Un projet pilote encadré et limité dans le temps
TouristDigiPay est un programme pilote de 18 mois, mené dans le cadre d’un bac à sable réglementaire (regulatory sandbox), sous la supervision conjointe du ministère des Finances, de la Commission des valeurs mobilières (SEC), du bureau de lutte contre le blanchiment d’argent (AMLO), du ministère du Tourisme et de la Banque de Thaïlande. Cette coordination reflète la prudence des autorités face aux risques classiques associés aux cryptomonnaies : blanchiment d’argent, faux commerçants, fraude.
Concrètement, cela se traduit par plusieurs garde-fous :
- Plafond de conversion : environ 500 000 bahts par mois et par compte (soit environ 12 500 €).
- Vérifications d’identité renforcées : contrôles KYC (know your customer) et CDD (customer due diligence) obligatoires à l’ouverture du compte.
- Reconversion en fin de séjour : les fonds non dépensés doivent être reconvertis en actifs numériques avant de quitter la Thaïlande, dans la limite du montant initialement converti.
Pourquoi la Thaïlande se lance dans cette expérimentation
L’enjeu est avant tout économique. Avec environ 35 millions de touristes attendus chaque année, les autorités estiment que si chaque visiteur dépensait ne serait-ce que 5 000 bahts de plus grâce à cette facilité de paiement, le dispositif pourrait injecter jusqu’à 175 milliards de bahts supplémentaires dans l’économie locale. La Thaïlande cherche aussi à se positionner comme pionnière régionale sur l’adoption encadrée des cryptomonnaies, à un moment où le secteur touristique traverse une période de ralentissement.
Ce qu’il faut savoir avant de compter dessus pour votre voyage
S’agissant d’un projet pilote encore en phase de déploiement, la disponibilité du service peut varier selon les zones et les prestataires partenaires. Avant de baser votre budget de voyage sur ce système, mieux vaut prévoir une solution de paiement classique en complément (carte bancaire internationale, espèces) et vous renseigner sur les plateformes d’échange effectivement opérationnelles au moment de votre départ. Pensez aussi à vérifier votre assurance voyage et vos formalités d’entrée avant de partir.
Questions fréquentes
Peut-on payer directement en cryptomonnaie en Thaïlande ?
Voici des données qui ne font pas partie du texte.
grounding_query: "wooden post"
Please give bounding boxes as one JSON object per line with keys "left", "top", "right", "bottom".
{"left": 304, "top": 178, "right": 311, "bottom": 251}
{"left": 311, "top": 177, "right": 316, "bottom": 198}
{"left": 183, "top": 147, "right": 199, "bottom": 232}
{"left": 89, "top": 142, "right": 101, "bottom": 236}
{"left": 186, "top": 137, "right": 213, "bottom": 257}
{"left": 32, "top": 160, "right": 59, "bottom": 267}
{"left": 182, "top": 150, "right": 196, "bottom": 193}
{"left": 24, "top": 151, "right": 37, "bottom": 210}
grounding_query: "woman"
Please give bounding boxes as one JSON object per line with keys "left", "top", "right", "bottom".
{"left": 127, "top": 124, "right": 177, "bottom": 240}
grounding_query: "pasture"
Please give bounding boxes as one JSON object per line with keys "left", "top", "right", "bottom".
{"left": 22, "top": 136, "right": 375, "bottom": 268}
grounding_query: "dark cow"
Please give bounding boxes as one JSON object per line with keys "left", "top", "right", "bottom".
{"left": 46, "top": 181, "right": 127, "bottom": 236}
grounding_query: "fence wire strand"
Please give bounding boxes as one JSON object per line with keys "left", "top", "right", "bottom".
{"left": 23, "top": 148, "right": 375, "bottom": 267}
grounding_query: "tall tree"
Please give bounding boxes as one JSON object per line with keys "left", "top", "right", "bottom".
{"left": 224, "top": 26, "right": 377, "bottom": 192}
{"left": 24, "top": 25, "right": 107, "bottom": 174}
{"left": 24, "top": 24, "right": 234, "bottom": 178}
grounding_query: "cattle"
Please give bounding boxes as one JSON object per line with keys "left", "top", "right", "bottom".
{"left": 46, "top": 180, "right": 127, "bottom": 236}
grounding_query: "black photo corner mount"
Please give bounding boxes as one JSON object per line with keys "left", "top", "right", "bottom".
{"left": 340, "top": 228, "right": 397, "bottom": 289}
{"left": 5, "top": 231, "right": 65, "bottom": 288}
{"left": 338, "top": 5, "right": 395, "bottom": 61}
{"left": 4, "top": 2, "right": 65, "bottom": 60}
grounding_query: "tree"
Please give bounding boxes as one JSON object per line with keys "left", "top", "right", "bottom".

Non. Les cryptomonnaies sont converties en bahts thaïlandais via une plateforme agréée avant d’être chargées sur une application de paiement. Les commerçants reçoivent uniquement des bahts.
Quel est le plafond de conversion autorisé avec TouristDigiPay ?
Environ 500 000 bahts par mois et par compte, soit approximativement 12 500 €, un plafond fixé pour limiter les risques de blanchiment d’argent.
TouristDigiPay est-il disponible partout en Thaïlande ?
Le dispositif est encore en phase de projet pilote sur 18 mois. Sa disponibilité dépend des commerçants et prestataires effectivement partenaires du programme au moment de votre séjour.
Que devient l’argent non dépensé à la fin du séjour ?
Les fonds non utilisés doivent être reconvertis en actifs numériques auprès du même prestataire, dans la limite du montant initialement converti.